Ask to respond to rumors about a card breach, Kmart’s parent company Sears Holdings said some of its payment systems were infected with malicious software:

“We recently became aware that Sears Holdings was a victim of a security incident involving unauthorized credit card activity following certain customer purchases at some of our Kmart stores. We immediately launched a thorough investigation and engaged leading third party forensic experts to review our systems and secure the affected part of our network.”

“Our Kmart store payment data systems were infected with a form of malicious code that was undetectable by current anti-virus systems and application controls. Once aware of the new malicious code, we quickly removed it and contained the event. We are confident that our customers can safely use their credit and debit cards in our retail stores.”

Based on the forensic investigation, NO PERSONAL identifying information (including names, addresses, social security numbers, and email addresses) was obtained by those criminally responsible. However, we believe certain credit card numbers have been compromised. Nevertheless, in light of our EMV compliant point of sale systems, which rolled out last year, we believe the exposure to cardholder data that can be used to create counterfeit cards is limited. There is also no evidence that kmart.com or Sears customers were impacted.”

Sears spokesman Chris Brathwaite said the company is not commenting on how many of Kmart’s 735 locations nationwide may have been impacted or how long the breach is believed to have persisted, saying the investigation is ongoing.

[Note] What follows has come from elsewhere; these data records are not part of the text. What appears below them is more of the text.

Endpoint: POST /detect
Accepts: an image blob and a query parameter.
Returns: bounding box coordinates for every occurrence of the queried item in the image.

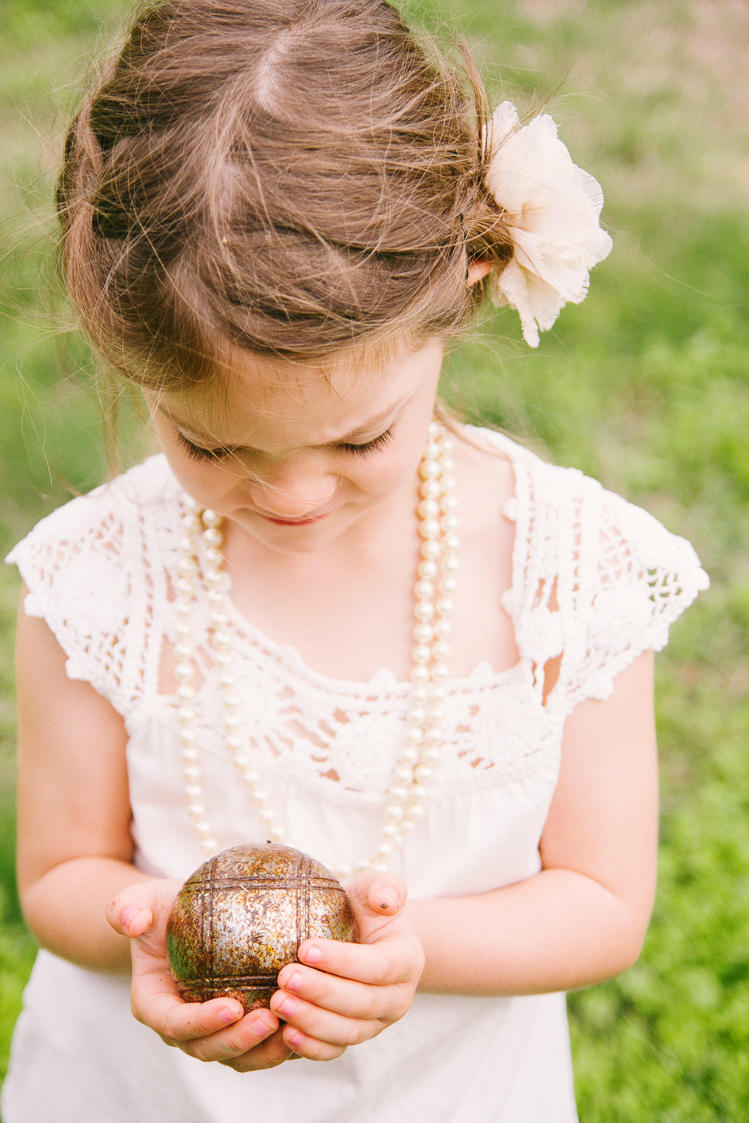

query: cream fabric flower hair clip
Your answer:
[485,101,613,347]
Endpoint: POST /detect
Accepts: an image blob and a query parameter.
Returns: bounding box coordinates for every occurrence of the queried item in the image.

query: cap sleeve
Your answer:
[505,459,710,712]
[6,462,178,718]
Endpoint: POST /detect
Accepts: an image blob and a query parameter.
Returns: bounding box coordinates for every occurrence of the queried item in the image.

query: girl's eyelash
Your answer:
[176,429,226,460]
[338,426,393,456]
[176,426,393,460]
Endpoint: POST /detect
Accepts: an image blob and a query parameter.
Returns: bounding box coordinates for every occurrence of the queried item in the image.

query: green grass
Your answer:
[0,0,749,1109]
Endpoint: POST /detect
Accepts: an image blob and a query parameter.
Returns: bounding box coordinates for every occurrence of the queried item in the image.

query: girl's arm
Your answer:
[16,587,146,973]
[17,587,298,1068]
[244,651,658,1051]
[409,651,658,995]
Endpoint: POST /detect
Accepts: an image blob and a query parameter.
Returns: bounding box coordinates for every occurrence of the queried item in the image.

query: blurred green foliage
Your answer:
[0,0,749,1109]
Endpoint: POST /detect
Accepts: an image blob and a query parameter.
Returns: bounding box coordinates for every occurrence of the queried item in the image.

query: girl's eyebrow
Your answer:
[158,395,405,453]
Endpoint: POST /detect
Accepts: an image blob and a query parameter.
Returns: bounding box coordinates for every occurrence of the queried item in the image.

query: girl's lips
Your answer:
[257,511,331,527]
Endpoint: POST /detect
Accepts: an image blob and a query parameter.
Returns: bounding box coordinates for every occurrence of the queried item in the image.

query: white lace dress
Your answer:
[2,433,707,1123]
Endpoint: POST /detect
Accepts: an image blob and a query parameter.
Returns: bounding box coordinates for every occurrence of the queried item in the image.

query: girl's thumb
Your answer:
[107,891,154,940]
[346,874,408,926]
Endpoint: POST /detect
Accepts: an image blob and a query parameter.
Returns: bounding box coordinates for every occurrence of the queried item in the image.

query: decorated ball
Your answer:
[166,843,356,1011]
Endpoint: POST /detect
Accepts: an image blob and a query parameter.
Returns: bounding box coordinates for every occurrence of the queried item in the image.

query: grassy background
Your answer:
[0,0,749,1123]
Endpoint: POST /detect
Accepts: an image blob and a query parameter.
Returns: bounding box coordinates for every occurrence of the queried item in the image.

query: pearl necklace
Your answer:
[174,421,459,879]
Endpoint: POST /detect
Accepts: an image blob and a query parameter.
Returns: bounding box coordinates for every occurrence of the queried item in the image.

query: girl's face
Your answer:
[148,340,442,553]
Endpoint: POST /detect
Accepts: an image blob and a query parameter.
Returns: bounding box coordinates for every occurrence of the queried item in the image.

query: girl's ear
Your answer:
[466,262,494,289]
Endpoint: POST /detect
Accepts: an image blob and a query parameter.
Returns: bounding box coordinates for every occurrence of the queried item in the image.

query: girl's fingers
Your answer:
[174,1010,286,1068]
[107,878,180,939]
[219,1028,300,1072]
[271,964,408,1021]
[131,988,247,1048]
[281,1025,348,1060]
[291,933,423,986]
[272,998,389,1059]
[346,874,408,943]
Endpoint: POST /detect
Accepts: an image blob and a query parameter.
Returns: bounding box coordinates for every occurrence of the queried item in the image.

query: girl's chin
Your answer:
[235,511,351,554]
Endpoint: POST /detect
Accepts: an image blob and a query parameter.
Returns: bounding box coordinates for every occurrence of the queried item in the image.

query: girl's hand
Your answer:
[107,874,424,1072]
[268,874,424,1068]
[107,879,293,1071]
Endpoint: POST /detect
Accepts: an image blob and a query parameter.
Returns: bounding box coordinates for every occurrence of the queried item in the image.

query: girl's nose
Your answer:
[249,464,338,519]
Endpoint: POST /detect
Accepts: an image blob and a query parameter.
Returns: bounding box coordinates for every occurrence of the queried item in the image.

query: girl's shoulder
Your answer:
[6,456,182,713]
[6,455,182,565]
[471,430,710,709]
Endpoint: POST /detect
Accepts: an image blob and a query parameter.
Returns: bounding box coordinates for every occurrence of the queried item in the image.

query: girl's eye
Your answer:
[176,429,227,460]
[338,426,393,456]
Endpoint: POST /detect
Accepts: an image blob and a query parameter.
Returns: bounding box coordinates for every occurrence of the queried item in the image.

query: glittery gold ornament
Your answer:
[166,843,356,1010]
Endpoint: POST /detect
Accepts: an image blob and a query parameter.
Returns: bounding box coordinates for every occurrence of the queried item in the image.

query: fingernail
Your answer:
[120,905,140,932]
[278,998,296,1017]
[380,889,398,911]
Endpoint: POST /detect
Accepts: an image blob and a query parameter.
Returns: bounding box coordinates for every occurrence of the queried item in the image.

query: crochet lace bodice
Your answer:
[10,431,707,884]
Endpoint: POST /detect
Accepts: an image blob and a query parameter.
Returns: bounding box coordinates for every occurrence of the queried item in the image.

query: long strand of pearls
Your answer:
[174,421,459,866]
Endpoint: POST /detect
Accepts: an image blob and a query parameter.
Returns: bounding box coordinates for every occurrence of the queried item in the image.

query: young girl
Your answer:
[3,0,706,1123]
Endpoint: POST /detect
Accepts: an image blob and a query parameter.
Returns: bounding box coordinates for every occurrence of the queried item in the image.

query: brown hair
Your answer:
[57,0,512,390]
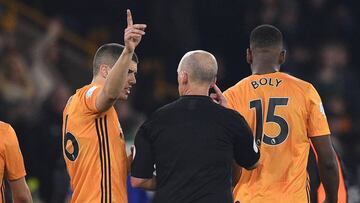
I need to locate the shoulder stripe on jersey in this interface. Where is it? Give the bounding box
[104,115,112,203]
[306,174,311,203]
[95,119,105,203]
[100,118,108,202]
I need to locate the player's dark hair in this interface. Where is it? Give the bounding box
[250,24,283,48]
[93,43,139,77]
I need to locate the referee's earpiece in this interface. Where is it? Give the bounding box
[279,49,286,65]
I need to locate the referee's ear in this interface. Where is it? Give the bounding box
[179,71,189,85]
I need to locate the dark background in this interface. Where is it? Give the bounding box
[0,0,360,202]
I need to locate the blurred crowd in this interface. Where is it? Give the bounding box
[0,0,360,202]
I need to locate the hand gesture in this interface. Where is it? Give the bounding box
[124,9,146,52]
[210,84,228,108]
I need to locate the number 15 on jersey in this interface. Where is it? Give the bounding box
[250,98,289,147]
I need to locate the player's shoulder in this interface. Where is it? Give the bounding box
[280,72,311,87]
[0,121,17,146]
[75,83,100,97]
[225,75,251,92]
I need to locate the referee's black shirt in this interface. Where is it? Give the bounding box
[131,95,260,203]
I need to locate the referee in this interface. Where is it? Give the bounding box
[131,51,260,203]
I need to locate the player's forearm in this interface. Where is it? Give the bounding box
[104,48,134,100]
[318,158,339,203]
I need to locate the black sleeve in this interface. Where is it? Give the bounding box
[131,124,155,179]
[231,113,260,168]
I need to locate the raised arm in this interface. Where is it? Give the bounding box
[96,10,146,112]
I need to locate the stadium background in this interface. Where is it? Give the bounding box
[0,0,360,203]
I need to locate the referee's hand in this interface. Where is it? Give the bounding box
[210,84,228,108]
[124,9,146,52]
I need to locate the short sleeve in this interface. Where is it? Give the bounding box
[84,86,102,113]
[307,85,330,137]
[4,125,26,181]
[131,125,155,179]
[229,112,260,168]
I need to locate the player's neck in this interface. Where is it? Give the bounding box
[251,64,280,75]
[91,76,105,85]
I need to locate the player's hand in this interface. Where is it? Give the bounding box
[210,84,228,108]
[124,9,146,52]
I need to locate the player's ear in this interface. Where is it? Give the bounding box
[99,64,109,78]
[279,49,286,65]
[246,48,253,64]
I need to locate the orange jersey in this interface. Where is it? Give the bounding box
[310,143,347,203]
[224,72,330,203]
[63,83,128,203]
[0,121,26,203]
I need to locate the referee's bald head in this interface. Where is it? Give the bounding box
[178,50,218,85]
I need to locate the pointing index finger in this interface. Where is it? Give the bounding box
[213,84,222,94]
[126,9,133,27]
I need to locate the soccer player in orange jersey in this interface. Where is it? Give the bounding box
[215,25,339,203]
[63,10,146,203]
[0,121,32,203]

“Given the criminal nature of this attack, Kmart is working closely with federal law enforcement authorities, our banking partners, and IT security firms in this ongoing investigation,” Sears Holdings said in its statement. “We are actively enhancing our defenses in light of this new form of malware. Data security is of critical importance to our company, and we continuously review and improve the safeguards that protect our data in response to changing technology and new threats.”

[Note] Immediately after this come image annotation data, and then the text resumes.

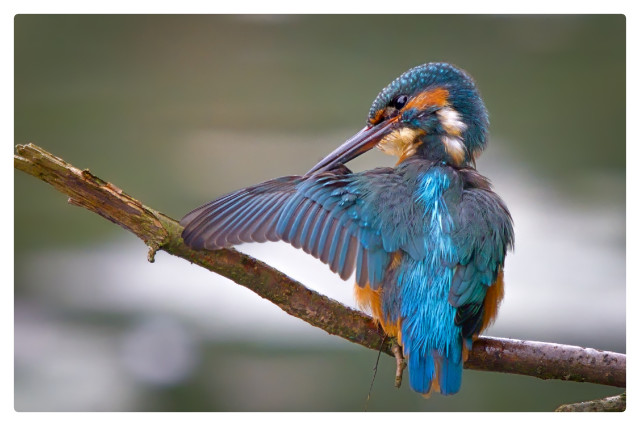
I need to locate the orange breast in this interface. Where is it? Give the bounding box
[482,269,504,330]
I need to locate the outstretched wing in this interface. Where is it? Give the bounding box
[449,183,513,338]
[180,166,424,289]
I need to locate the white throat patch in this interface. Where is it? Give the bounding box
[436,107,467,164]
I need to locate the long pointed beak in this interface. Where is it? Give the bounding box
[305,117,398,176]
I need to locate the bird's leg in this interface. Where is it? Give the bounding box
[391,339,407,388]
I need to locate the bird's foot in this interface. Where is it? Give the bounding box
[391,339,407,388]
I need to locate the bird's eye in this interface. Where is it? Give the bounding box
[391,95,409,109]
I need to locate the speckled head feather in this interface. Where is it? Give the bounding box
[368,62,489,161]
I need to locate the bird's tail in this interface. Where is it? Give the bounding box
[408,349,463,396]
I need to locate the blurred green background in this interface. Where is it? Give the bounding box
[14,15,626,411]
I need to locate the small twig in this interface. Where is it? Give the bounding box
[14,144,627,387]
[391,339,407,389]
[364,336,386,411]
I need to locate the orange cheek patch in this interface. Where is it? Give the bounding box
[403,89,449,109]
[369,108,384,124]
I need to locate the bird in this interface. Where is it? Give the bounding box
[180,62,514,396]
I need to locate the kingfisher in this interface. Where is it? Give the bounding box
[180,63,514,395]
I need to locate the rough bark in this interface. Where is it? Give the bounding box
[556,393,627,411]
[14,144,626,387]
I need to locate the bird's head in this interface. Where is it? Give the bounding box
[307,63,489,175]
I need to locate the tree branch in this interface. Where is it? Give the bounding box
[14,144,626,387]
[555,393,627,411]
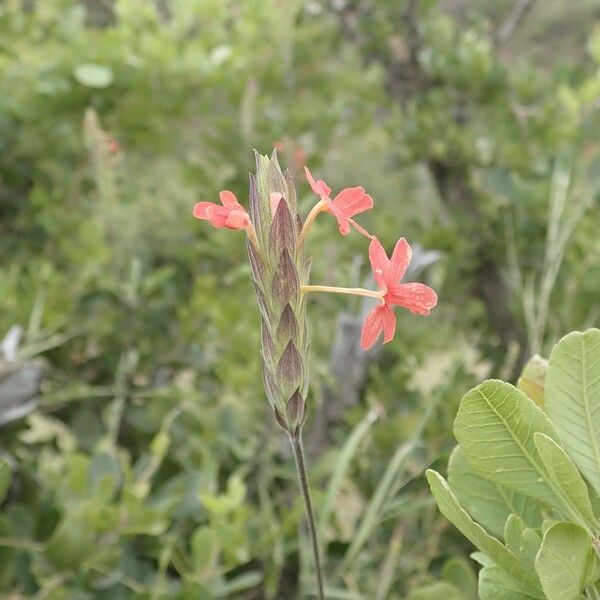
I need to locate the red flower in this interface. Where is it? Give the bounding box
[304,167,373,237]
[360,238,437,350]
[194,190,250,229]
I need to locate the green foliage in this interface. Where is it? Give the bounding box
[0,0,600,600]
[427,329,600,600]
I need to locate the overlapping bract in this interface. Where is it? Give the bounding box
[248,154,310,433]
[194,153,437,434]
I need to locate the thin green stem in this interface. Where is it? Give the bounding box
[298,200,327,246]
[289,430,325,600]
[300,285,385,300]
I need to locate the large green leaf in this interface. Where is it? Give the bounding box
[448,446,542,537]
[442,557,477,599]
[479,566,543,600]
[533,432,597,533]
[545,329,600,494]
[504,515,542,569]
[535,523,592,600]
[454,380,582,521]
[410,581,468,600]
[427,469,543,598]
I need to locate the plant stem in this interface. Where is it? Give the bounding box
[289,430,325,600]
[300,285,385,300]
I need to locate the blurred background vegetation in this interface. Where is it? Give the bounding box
[0,0,600,600]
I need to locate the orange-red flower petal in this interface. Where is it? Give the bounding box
[194,190,250,229]
[360,304,396,350]
[304,167,373,237]
[360,238,438,350]
[385,283,437,316]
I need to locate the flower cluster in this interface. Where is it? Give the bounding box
[194,153,437,432]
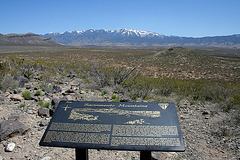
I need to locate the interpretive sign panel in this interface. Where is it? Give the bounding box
[40,101,185,151]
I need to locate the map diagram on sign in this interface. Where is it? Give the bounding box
[68,108,161,121]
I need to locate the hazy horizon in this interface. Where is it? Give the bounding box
[0,0,240,38]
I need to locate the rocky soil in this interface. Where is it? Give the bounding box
[0,78,240,160]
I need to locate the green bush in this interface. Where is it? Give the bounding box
[22,91,32,100]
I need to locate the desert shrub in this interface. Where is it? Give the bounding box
[20,104,26,108]
[38,101,44,107]
[22,91,32,100]
[34,91,41,96]
[230,90,240,108]
[112,94,117,99]
[0,74,18,91]
[101,90,108,96]
[43,102,50,108]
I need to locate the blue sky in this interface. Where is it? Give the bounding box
[0,0,240,37]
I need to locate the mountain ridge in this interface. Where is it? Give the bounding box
[0,33,60,46]
[40,28,240,48]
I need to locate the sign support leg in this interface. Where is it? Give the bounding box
[75,148,88,160]
[140,151,152,160]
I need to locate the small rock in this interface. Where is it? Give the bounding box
[53,85,62,93]
[38,107,50,117]
[18,77,29,87]
[66,95,75,101]
[0,120,30,141]
[8,113,25,120]
[31,95,40,102]
[50,97,68,115]
[39,119,48,126]
[25,85,32,89]
[11,94,23,101]
[202,110,210,115]
[5,143,16,152]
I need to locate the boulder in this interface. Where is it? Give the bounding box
[53,85,62,93]
[50,97,68,115]
[0,120,30,141]
[5,142,16,152]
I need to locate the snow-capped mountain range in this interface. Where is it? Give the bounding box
[40,28,240,48]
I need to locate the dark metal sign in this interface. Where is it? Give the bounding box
[40,101,185,151]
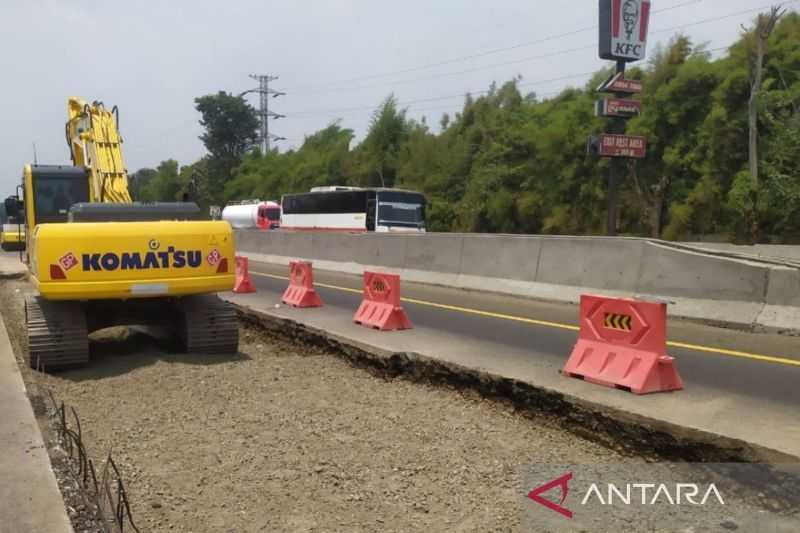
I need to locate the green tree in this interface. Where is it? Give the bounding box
[194,91,259,201]
[357,95,409,187]
[141,159,182,202]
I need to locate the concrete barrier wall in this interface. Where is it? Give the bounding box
[236,230,800,324]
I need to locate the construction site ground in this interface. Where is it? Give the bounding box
[0,274,643,532]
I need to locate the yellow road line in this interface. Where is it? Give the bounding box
[250,270,800,367]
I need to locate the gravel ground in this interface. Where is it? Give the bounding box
[0,282,640,532]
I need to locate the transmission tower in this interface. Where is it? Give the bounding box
[239,74,286,154]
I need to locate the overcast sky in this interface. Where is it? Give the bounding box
[0,0,784,191]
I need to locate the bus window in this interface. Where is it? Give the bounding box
[378,191,425,228]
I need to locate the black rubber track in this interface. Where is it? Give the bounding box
[25,296,89,371]
[178,294,239,354]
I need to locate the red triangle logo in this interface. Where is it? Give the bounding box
[528,472,572,518]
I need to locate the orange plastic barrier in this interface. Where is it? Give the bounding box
[281,261,322,307]
[353,272,411,331]
[562,294,683,394]
[233,255,256,294]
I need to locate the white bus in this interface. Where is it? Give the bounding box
[281,187,425,233]
[222,200,281,230]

In October 2014, Sears announced a very similar breach in which the company also stressed that the data stolen did not include customer names, email addresses or other personal information. 

Both breaches involved malware designed to steal credit and debit card data from hacked point-of-sale (POS) devices. The malware copies account data stored on the card’s magnetic stripe. Armed with that information, thieves can effectively clone the cards and use them to buy high-priced merchandise from electronics stores and big box retailers.

At least two financial industry sources told KrebsOnSecurity that the breach does not appear to be affecting all Kmart stores. Those same sources said that if the breach had hit all Kmart locations, they would expect to be seeing much bigger alerts from the credit card companies about accounts that are potentially compromised.

All Kmart stores in the United States now have credit card terminals capable of processing transactions from more secure chip-based cards. The chip essentially makes the cards far more difficult and expensive to counterfeit. But not all banks have issued customers chip-enabled cards yet, and thus this latest breach at Kmart likely impacts mainly Kmart customers who shopped at the store using non-chip enabled cards.

Visa said in March 2017 there were more than 421 million Visa chip cards in the country, representing 58 percent of Visa cards. According to Visa, counterfeit fraud has been declining month over month — down 58 percent at chip-enabled merchants in December 2016 when compared to the previous year.

Sears also has released a FAQ (PDF) that includes a bit more information about this breach disclosure.